While arguments calling for compassion and tolerance of homosexuality tug at the heartstrings, the correct approach is love for the individual and disapproval of the action, Muir professes. “Just as the cause of alcoholics would not be advanced by trying to get alcoholic behavior accepted as normal,” Muir warns, “neither can gay activism gain social approval for same sex-marriage and sodomy if the public is fully informed of all the facts.”

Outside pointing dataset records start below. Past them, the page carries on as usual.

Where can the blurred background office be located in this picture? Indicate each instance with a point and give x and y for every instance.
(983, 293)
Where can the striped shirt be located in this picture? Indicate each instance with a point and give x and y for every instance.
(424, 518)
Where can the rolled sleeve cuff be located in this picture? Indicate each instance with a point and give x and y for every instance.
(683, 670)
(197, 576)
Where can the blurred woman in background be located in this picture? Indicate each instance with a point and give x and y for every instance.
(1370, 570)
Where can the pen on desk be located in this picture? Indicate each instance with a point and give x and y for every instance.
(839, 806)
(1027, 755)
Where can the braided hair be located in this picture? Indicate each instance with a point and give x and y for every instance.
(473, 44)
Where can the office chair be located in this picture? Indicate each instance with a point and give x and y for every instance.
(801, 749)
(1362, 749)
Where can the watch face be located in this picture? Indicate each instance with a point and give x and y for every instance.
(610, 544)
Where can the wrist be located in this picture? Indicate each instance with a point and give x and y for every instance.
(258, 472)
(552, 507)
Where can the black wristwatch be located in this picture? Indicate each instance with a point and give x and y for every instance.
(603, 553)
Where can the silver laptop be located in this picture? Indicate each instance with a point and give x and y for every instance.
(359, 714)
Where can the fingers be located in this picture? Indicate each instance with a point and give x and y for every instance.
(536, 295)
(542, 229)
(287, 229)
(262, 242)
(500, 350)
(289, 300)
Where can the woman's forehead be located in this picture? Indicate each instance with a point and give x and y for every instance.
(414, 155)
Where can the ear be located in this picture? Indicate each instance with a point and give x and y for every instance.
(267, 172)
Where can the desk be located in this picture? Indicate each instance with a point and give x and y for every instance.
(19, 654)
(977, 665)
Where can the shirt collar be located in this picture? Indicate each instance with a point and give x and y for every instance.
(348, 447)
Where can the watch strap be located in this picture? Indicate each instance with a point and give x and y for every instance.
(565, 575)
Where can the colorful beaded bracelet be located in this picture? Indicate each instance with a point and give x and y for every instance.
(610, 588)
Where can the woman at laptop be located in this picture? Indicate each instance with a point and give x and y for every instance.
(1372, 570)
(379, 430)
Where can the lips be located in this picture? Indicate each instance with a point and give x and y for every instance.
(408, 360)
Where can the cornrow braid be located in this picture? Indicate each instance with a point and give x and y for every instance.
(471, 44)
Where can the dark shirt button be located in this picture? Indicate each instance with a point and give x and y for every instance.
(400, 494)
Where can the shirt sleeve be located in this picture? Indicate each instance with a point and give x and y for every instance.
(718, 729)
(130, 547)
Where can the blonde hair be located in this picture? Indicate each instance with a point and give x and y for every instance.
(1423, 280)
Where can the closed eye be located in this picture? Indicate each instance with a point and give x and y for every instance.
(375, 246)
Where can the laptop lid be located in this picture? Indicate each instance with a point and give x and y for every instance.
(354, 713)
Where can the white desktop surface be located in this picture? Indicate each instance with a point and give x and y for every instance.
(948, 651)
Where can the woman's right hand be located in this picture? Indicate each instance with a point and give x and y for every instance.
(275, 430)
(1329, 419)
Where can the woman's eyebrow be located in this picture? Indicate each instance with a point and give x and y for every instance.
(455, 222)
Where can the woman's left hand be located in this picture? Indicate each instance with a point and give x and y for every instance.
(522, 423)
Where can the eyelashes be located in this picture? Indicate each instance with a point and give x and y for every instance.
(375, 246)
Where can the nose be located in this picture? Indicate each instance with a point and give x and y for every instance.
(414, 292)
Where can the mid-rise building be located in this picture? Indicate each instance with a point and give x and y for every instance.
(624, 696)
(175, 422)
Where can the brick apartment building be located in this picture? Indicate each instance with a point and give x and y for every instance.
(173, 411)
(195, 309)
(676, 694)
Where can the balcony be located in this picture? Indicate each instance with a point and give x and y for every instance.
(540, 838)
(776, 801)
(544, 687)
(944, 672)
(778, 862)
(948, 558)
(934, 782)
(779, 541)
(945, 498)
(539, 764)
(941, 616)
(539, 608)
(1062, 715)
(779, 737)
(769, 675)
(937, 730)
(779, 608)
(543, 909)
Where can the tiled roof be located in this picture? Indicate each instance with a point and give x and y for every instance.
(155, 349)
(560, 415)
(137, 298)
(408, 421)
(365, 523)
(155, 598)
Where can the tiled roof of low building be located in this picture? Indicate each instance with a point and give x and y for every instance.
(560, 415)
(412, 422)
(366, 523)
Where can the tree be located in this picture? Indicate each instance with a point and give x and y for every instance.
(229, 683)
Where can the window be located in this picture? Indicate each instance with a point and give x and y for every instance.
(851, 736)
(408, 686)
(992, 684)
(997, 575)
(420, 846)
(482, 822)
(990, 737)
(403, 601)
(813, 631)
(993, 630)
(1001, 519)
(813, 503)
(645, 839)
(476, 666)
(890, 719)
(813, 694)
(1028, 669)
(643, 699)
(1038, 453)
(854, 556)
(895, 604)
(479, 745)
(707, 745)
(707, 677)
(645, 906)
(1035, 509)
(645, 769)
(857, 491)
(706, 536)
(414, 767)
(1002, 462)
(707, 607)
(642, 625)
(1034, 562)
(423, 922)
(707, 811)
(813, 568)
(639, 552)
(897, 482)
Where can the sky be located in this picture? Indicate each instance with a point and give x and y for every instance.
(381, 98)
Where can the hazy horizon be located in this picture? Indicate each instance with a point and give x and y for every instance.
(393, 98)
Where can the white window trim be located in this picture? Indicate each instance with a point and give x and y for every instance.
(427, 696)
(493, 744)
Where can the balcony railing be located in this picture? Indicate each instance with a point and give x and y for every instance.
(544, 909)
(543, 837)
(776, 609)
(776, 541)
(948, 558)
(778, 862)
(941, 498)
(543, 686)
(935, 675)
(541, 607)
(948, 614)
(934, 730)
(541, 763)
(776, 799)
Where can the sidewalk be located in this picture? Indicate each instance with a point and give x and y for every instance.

While “stop pushing your values on us” has become something of a mantra among sexual anarchists, it is clear that the so-called religious-right are not the ones imposing their will on America. Through the schools, the media, the entertainment industry, and a host of other institutions, sexual anarchists are aggressively forcing their values upon the rest of us. Most traditionalists would actually be satisfied with a government that stayed neutral on matters of sex, much the way it currently operates regarding religious questions. This is not the case for moral liberals. Public funding of abortion, hate crimes laws, massive funding of AIDS-related projects, welfare payments, government condom giveaway programs, and gay marriage all serve to demonstrate that the Left has too much invested in having the government impose its moral outlook on others to allow it to wave the flag of neutrality on such controversial issues.
In Sex, Politics and the End of Morality, J. Gordon Muir meticulously documents the decline in American sexual morality that has occurred over the last fifty years. As readable as it is depressing, Muir’s book is one of the increasingly few warning signs America has before it completely charges over the cliff.
After reading Muir’s work, one might begin to view the recent national controversy quite differently. While some conservatives may lamely believe that Clinton had the nation fooled, the fact is that he didn’t. Rather than an enemy of the values held by a vast “moral majority,” Clinton is the natural representative for a large segment of America. Seeing the situation through this lens enables the observer to see that he is merely a symptom. The problem may not be the President, but the people who elected him.